In onze contreien wordt de Patrol wederom met slechts één motorvariant geleverd: een drieliter viercilinderdiesel. De 4,8-liter V8-benzinemotor die Nissan ook in de Patrol lepelt, is voor Europa niet interessant. De verwachte verkoopaantallen zijn te klein om deze motor op rendabele wijze 'schoon' te maken. De dieselmotor is door de Japanners licht onder handen genomen, waardoor het vermogen met 2 pk is gestegen tot 160 pk en – interessanter - het koppel is toegenomen van 354 Nm tot 380 Nm bij 2.000 omwentelingen per minuut. Althans, in combinatie met de handgeschakelde vijfbak, bij de viertrapsautomaat is het koppel onveranderd gebleven. Dat de motor bij 2.000 toeren z'n grootste trekkracht afgeeft, merk je niet in de praktijk, pas tussen pak 'm beet 2.700 en 4.000 tpm heb je het gevoel dat er iets gebeurt. Buiten dit toerengebied maakt de motor een slome indruk en ben je flink aan het schakelen om vlot met het verkeer mee te komen. Hoewel de motor in combinatie met de automaat dus over minder koppel beschikt, verdient die configuratie op dit punt de voorkeur.
Compromisloos
De ruggengraat van de Patrol wordt nog steeds gevormd door een robuust ladderchassis. Daarmee wordt meteen duidelijk gemaakt dat we hier met een serieus werkpaard te maken hebben en niet met één of andere trendy SUV, die meer voor het uiterlijk dan voor het zware werk gaat. Alles is er op gericht om met deze auto nog te kunnen rijden, waar de meeste auto's blijven staan, wat door Nissan nog eens wordt onderstreept door geen gebruik te maken van onafhankelijke wielophanging, maar starre assen. Dit principe levert onder de Patrol een weinig communicatief onderstel op, met een vrij vage besturing. Op korte oneffenheden zorgt de constructie met de starre assen voor een grote mate van stoterigheid en hobbelt de carrosserie alle kanten uit. Alleen in het terrein met de stabilisator van de achteras uitgeschakeld, wordt de auto minder schokkerig. Pas bij de volgende generatie, die nog een aantal jaar op zich laat wachten, zullen we kennismaken met een onafhankelijke constructie. Nu moeten we het nog doen met een compromisloze klassieker die in het terrein absoluut z'n mannetje weet te staan. Met groot gemak beweegt de Patrol zich over de slechtste ondergrond, niets lijkt hem in de weg te staan. Zeker niet met ingeschakelde vierwielaandrijving en als het te gortig wordt ook nog de lage terreinoverbrenging.

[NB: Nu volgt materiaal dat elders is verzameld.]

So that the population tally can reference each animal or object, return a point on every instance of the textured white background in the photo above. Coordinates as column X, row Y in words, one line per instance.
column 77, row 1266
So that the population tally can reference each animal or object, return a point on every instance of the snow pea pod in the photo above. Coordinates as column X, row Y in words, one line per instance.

Voorzien van immens grote ballonbanden op IJsland, in het wit met UN-logo's op de deuren in crisisgebieden of voor een patatkraam op een willekeurige Nederlandse jaarmarkt; de Patrol wordt al decennialang op vele manieren ingezet. Met automatische transmissie mag de Patrol een aanhanger van 2.500 kg trekken, met de handbak zelfs een kar van 3,5 ton, waardoor het niemand zal verbazen dat deze dikke Nissan populair is bij mensen die regelmatig op pad gaan met een paardentrailer, rijdende marktkraam of tandemasser vol bouwmateriaal.